Cut the steel once it is all marked. If you don't have the equipment, you can get everything cut at a local welding shop. Tell the steel cutter what you're doing with it. Sometimes a second pair of eyes can spot trouble before it gets made into a permanent mistake. You can't uncut steel
Lay out the crosstrees and clamp them in place on the two uprights. Mark where the two support straps (if you use them) and the lengthwise cross-members attach.
Test fit the pieces in the places they go. Make sure everything lines up before you weld it together. Correct any problems, measurements or alignments. Don't forget the gusset plates.
Carry the trailer and clamped pieces to the welder or weld them up yourself if you have the skill. Because the trailer is made of steel, it will be heavier than an aluminium or factory-made trailer. A good recommendation is limiting it to six places. An eight-place trailer may be a little top heavy when fully loaded and could strain the boat trailer. Have the welder attach eye-bolts to the ends of each cross member to provide handy tie-down points.
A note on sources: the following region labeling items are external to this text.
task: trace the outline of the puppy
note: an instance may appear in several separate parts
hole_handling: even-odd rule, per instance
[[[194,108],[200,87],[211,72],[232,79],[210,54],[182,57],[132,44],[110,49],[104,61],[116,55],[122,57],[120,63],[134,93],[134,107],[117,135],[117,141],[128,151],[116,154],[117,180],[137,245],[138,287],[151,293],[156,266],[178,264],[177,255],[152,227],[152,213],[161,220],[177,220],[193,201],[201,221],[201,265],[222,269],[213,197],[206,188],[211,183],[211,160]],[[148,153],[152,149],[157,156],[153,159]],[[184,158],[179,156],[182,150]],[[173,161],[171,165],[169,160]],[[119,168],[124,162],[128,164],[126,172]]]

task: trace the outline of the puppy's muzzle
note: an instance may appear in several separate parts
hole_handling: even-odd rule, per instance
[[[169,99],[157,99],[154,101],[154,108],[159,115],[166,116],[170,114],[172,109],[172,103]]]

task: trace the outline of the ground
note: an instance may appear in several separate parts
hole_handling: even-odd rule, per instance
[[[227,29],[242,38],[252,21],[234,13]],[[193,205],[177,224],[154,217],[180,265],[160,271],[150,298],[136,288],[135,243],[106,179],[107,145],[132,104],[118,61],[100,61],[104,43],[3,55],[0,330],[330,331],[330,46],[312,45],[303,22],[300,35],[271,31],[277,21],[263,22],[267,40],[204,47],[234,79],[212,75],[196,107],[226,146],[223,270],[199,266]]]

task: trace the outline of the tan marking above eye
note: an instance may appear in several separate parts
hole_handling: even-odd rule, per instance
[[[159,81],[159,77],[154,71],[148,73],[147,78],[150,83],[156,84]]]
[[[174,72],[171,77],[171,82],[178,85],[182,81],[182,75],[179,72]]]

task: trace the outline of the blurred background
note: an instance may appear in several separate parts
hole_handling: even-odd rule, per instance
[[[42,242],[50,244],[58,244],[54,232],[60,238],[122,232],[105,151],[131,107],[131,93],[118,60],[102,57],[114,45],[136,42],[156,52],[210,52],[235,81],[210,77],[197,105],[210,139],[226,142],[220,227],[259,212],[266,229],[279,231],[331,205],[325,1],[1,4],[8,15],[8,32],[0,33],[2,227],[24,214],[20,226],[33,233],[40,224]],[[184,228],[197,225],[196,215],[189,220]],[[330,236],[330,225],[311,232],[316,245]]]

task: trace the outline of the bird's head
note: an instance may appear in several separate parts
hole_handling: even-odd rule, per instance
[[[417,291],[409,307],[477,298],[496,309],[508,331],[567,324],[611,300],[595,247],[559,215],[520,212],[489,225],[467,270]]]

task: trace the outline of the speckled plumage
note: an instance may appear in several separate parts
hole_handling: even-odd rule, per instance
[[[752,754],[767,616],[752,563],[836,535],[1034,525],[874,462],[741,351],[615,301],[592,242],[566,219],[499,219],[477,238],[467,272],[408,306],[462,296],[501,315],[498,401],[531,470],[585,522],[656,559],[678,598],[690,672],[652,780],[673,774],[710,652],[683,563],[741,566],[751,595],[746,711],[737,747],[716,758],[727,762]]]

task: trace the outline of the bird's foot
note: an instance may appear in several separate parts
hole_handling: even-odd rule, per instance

When the uprights and cross trees are welded in place, paint the trailer with primer, then a good paint for metal in whatever colour you choose. Brighter colours help people to see you when approaching from the rear.
Load the trailer with canoes and take it for a test drive.
Measure twice, cut once Have your welder check your work to make sure everything lines up properly. It's better to overbuild than underbuild. There's nothing worse than a broken support and a load of canoes skipping down the freeway.
Don't build more on top than your trailer can safely balance. Top-heavy canoe trailers can be very dangerous to drive, especially on small, twisting back roads.